The bayou spread, a dream of dark water and cypress knees with the shadowy reflection of trees shimmering on the surface. He saw a bird with bright red wings spear through the air and vanish.
“Wow. How do you get anything done when you could just sit here and look all day?”
“It’s a good spot.” She took a pitcher of dark tea from an old refrigerator that was barely taller than she was. “My family’s been here more’n a hundred-fifty years. My grandpapa, he had him a good still out back that stand of oaks. Revenuers never did find it.”
She set the glass, the plate in front of him. “Manger. Eat. What your grandpapa do?”
“He was a lawyer. Actually, both of them were.”
“Dead now, are they?”
“Retired.”
“You, too, huh?” She got out a fat, pale blue bottle as he took the first bite of corn bread.
“Sort of, from the law anyway. This is wonderful, Miss Odette.”
“I got a hand with baking. I like daisies,” she added as she put them in the bottle she’d filled with water. “They got a cheerful face. You gonna give Rufus that bone you brought along, or make him beg for it?”

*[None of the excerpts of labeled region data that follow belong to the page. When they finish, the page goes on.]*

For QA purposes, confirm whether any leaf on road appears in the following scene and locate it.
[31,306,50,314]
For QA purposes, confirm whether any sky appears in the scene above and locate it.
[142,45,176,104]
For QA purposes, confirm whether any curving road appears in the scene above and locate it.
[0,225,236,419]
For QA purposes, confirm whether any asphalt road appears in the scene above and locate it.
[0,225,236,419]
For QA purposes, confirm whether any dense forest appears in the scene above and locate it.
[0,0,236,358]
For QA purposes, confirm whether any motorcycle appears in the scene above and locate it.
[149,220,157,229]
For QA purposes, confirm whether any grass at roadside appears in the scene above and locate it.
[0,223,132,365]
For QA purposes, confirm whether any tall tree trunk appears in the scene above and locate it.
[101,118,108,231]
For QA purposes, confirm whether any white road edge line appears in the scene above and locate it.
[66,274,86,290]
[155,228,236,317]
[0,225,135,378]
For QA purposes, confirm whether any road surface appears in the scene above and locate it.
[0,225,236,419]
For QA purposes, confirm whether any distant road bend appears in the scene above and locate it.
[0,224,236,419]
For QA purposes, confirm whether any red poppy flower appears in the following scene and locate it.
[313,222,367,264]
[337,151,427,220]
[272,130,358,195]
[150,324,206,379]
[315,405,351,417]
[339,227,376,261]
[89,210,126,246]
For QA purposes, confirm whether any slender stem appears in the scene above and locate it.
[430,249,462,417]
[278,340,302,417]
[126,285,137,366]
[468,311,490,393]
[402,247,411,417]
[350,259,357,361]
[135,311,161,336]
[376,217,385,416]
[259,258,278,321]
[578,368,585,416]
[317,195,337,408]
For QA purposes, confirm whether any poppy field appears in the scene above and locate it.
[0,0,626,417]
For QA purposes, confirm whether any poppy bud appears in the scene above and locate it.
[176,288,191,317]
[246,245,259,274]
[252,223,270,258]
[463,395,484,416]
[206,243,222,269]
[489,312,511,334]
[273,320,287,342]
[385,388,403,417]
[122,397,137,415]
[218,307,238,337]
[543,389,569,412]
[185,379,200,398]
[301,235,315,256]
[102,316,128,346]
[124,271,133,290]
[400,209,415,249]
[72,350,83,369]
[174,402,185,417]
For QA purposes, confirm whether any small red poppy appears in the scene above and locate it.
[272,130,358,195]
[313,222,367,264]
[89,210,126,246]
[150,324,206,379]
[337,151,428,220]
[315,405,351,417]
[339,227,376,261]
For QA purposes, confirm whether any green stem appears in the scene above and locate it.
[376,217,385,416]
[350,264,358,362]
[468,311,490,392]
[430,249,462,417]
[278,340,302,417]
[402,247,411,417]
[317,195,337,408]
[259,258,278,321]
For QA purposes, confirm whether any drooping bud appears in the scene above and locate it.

As Rufus was currently sitting at his feet with one weighty paw on his thigh, Declan decided he’d begged enough. He pulled the bone out of its bag. The dog took it with a surprisingly delicate bite, wagged his tail from side to side twice, like a whip, then plopped down and began to gnaw.
Odette put the flowers in the center of the table, then sat in the chair next to Declan’s. “What’re you going to do with that big old place, Declan Fitzgerald?”
“All kinds of things. Put it back the way it used to be, as much as I can.”
“Then what?”
“I don’t know. Live there.”
She broke off a corner of her corn bread. She’d already decided she liked the look of him—the untidy hair, the stone-gray eyes in a lean face. And the sound of him—Yankee, but not prim. And his manners were polished but natural and friendly.
Now she wanted to see what he was made of.
“Why?”
“I don’t know that, either, except I’ve wanted to since the first time I saw it.”
“And how’s the Hall feel about you?”
“I don’t think it’s made up its mind. Have you ever been inside?”
“Hmm.” She nodded. “Been some time ago. Lotta house for one young man. You got you a girl back up there in Boston?”
“No, ma’am.”
“Handsome boy like you, past thirty. Not gay, are you?”
“No, ma’am.” He grinned as he lifted his glass of tea. “I like girls. Just haven’t found the right fit yet.”